Yet again Cleopatra was spared in the nick of time by competing Roman interests. As he began his march toward Egypt, Cassius was diverted by an urgent summons. Antony and Octavian had crossed the Adriatic. They traveled east to challenge him. Cassius hesitated. Egypt was a rich prize, within easy reach. Sternly, Brutus reminded him that he was not meant to win power for himself, but liberty for his country. The disappointed Cassius reversed direction, to join Brutus in Greece. For Cleopatra the reprieve coincided with unhappy events. She had headed out with her fleet, to join Antony and Octavian. She herself commanded the flagship. Yet again foul weather intervened. In its face a high, square-rigged warship was useless, quickly swamped, easily overturned. She returned to Alexandria with a battered remnant of a navy. As she explained later, the storm “not only ruined everything but also caused her to fall ill, for which reason she had not put to sea even afterwards.” Some have questioned her sincerity, giving Cleopatra’s story a suspect I-didn’t-want-to-get-my-heels-wet spin. (It is notable that when she is not condemned for being too bold and masculine, Cleopatra is taken to task for being unduly frail and feminine.) She appears to have been true to her word, however. She knew she could not deny assistance to those actively avenging her lover’s death. And a Cassius ally who lay in wait to ambush Cleopatra’s fleet—with a fleet of sixty decked ships, a legion of Cassius’s men, and a stockpile of flaming arrows—both heard of the disaster and came across Egyptian wreckage floating off the coast of southern Greece. Cleopatra limped home in ill health. For her careful and costly efforts she had secured the allegiance of no one.

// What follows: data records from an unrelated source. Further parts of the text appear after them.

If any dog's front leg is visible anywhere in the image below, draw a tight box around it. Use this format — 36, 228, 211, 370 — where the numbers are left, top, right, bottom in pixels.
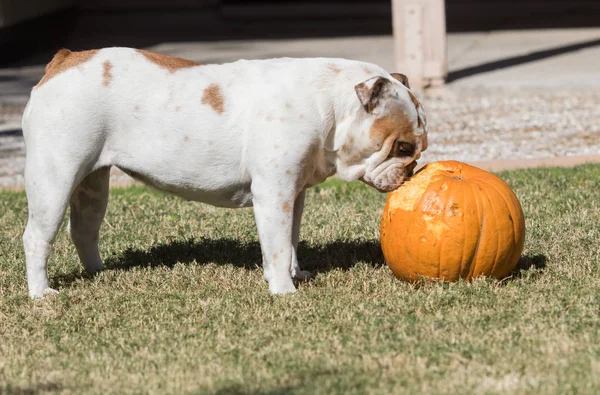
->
252, 182, 296, 294
292, 189, 312, 280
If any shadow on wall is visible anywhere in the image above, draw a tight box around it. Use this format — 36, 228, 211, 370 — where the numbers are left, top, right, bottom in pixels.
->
0, 0, 600, 67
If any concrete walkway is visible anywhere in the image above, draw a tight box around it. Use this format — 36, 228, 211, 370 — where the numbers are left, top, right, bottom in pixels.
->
0, 29, 600, 186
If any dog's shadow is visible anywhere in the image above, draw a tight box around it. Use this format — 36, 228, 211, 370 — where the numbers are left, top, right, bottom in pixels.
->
56, 238, 385, 286
56, 238, 547, 286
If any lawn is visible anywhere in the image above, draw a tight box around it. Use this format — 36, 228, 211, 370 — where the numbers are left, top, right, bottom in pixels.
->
0, 165, 600, 394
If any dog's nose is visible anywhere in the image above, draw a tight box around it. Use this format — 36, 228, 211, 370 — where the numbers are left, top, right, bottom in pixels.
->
407, 160, 417, 177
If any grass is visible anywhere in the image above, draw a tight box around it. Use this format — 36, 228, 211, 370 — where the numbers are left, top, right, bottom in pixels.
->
0, 165, 600, 394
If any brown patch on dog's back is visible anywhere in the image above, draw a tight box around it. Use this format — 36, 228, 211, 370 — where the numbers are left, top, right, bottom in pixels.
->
202, 84, 224, 114
36, 48, 98, 87
136, 49, 199, 73
102, 60, 112, 86
327, 63, 342, 74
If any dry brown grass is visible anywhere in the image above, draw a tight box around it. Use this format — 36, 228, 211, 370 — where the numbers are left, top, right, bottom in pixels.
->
0, 166, 600, 394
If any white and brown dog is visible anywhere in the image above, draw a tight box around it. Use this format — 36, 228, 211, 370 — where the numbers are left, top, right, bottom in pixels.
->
23, 48, 427, 297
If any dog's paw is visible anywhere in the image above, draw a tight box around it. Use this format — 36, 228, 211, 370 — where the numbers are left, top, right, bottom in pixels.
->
269, 278, 296, 295
84, 262, 104, 274
29, 288, 58, 300
292, 268, 313, 281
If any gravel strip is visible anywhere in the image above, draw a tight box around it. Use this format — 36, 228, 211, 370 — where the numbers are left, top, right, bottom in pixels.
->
0, 87, 600, 187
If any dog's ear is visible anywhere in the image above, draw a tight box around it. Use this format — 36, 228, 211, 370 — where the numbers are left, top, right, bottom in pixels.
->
390, 73, 410, 89
408, 91, 427, 134
354, 77, 393, 113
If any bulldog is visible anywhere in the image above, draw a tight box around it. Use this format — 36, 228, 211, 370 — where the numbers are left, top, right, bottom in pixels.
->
22, 48, 427, 298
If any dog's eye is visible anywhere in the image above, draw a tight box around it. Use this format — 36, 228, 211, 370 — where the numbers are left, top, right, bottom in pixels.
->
392, 140, 415, 157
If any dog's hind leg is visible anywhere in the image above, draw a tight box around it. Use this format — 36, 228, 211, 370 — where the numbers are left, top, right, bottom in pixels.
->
69, 167, 110, 273
23, 153, 82, 298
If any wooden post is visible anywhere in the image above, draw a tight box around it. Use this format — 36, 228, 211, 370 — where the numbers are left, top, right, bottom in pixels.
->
392, 0, 447, 91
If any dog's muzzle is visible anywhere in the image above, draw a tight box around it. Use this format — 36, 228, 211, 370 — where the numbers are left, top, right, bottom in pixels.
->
361, 161, 417, 193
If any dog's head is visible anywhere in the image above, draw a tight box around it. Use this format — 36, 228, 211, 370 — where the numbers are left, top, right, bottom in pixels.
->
337, 73, 427, 192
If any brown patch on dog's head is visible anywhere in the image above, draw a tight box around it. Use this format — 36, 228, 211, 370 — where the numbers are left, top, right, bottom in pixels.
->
369, 101, 420, 149
327, 63, 342, 74
136, 49, 199, 73
390, 73, 410, 89
102, 60, 112, 86
408, 91, 427, 132
281, 202, 292, 213
36, 48, 98, 87
202, 84, 224, 114
354, 77, 393, 114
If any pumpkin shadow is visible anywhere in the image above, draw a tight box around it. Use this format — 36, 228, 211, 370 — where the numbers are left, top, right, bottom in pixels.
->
511, 254, 548, 278
54, 238, 385, 287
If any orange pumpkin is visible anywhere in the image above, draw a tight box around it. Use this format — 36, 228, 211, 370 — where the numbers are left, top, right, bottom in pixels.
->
380, 161, 525, 281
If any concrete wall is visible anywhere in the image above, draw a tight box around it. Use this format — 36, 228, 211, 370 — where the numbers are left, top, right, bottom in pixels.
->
0, 0, 76, 28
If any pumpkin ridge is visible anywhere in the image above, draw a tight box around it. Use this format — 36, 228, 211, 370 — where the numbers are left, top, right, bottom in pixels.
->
481, 179, 519, 252
437, 179, 464, 280
467, 185, 485, 280
480, 179, 520, 275
458, 178, 467, 278
482, 189, 500, 275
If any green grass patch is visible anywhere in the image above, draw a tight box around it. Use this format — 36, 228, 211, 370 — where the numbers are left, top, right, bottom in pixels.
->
0, 165, 600, 394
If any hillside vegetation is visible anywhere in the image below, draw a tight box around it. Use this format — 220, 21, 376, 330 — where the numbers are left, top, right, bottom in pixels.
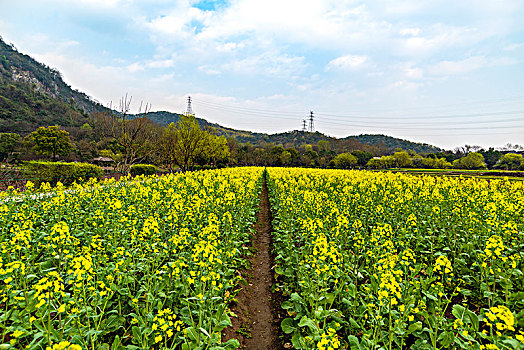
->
0, 37, 104, 134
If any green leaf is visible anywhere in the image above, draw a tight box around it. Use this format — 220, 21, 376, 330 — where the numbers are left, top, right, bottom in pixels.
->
408, 321, 422, 334
222, 339, 240, 350
298, 316, 320, 335
467, 310, 479, 332
280, 318, 297, 334
291, 333, 306, 350
111, 335, 122, 350
348, 335, 360, 349
451, 304, 466, 320
131, 326, 142, 343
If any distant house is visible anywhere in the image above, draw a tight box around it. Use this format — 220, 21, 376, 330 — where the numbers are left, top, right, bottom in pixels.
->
91, 157, 115, 167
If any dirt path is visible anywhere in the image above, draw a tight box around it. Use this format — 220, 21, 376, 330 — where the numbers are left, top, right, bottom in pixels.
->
225, 177, 283, 350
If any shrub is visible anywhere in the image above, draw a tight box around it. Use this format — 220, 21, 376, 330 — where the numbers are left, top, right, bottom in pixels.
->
129, 164, 156, 176
24, 161, 103, 186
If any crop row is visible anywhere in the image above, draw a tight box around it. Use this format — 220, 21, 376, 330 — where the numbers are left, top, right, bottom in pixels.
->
0, 168, 262, 350
268, 169, 524, 350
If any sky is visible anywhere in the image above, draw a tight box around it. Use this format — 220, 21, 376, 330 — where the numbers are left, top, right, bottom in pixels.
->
0, 0, 524, 149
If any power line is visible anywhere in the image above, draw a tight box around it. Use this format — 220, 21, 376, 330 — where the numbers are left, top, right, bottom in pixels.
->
194, 95, 524, 125
199, 100, 524, 130
189, 100, 524, 136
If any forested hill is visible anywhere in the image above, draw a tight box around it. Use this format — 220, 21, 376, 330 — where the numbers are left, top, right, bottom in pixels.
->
0, 37, 105, 134
345, 134, 442, 153
148, 111, 442, 153
0, 37, 440, 153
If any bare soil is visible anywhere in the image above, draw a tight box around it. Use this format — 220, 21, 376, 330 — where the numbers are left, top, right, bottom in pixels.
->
223, 177, 284, 350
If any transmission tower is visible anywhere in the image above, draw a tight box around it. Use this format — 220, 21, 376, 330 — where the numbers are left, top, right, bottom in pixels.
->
186, 96, 195, 116
309, 111, 315, 132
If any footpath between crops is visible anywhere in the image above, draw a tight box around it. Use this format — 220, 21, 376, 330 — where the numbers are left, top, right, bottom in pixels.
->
224, 175, 284, 350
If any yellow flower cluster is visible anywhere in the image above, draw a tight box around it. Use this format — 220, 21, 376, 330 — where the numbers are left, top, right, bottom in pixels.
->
484, 305, 515, 333
433, 255, 453, 276
268, 168, 524, 349
46, 341, 82, 350
317, 328, 340, 350
152, 308, 184, 343
33, 271, 65, 308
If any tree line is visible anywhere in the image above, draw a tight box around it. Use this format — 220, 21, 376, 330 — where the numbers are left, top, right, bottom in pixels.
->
0, 96, 524, 172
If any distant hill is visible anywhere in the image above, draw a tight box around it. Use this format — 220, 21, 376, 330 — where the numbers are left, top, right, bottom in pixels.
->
0, 37, 440, 153
0, 37, 106, 134
147, 111, 442, 153
344, 134, 442, 153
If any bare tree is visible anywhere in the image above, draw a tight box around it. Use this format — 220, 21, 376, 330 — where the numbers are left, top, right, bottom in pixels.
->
98, 94, 159, 171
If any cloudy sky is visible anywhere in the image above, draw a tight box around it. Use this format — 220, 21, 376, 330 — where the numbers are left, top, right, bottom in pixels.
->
0, 0, 524, 149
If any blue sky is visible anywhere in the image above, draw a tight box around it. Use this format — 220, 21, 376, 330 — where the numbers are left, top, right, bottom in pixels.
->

Having offered the victors no effective assistance, Cleopatra knew she would be held to account soon enough. An emissary arrived in Alexandria more or less on cue, probably early in 41. He was a suave and tart-tongued negotiator, also a man of acrobatic loyalties. Already Quintus Dellius had changed sides three times in the course of the civil war, having leapt from Dolabella’s camp to Cassius’s, to touch down, temporarily, in Mark Antony’s. He had come to Alexandria to exact some answers from the oddly uncooperative queen of Egypt. Why had she collaborated with Cassius? How to explain her tepid support of the Caesarians? Where precisely were her loyalties? Presumably Dellius had been briefed on the wonders of Alexandria and its jewel-encrusted palace. Whatever he had heard failed to prepare him adequately for Cleopatra. He “had no sooner seen her face, and remarked her adroitness and subtlety in speech” than he realized he would need to reassess his approach. On Cleopatra’s disarming effect all sources unanimously, even actively, agree. Plutarch so much falls under her posthumous spell that—from the moment of Dellius’s arrival—he essentially lets her run off with Mark Antony’s narrative.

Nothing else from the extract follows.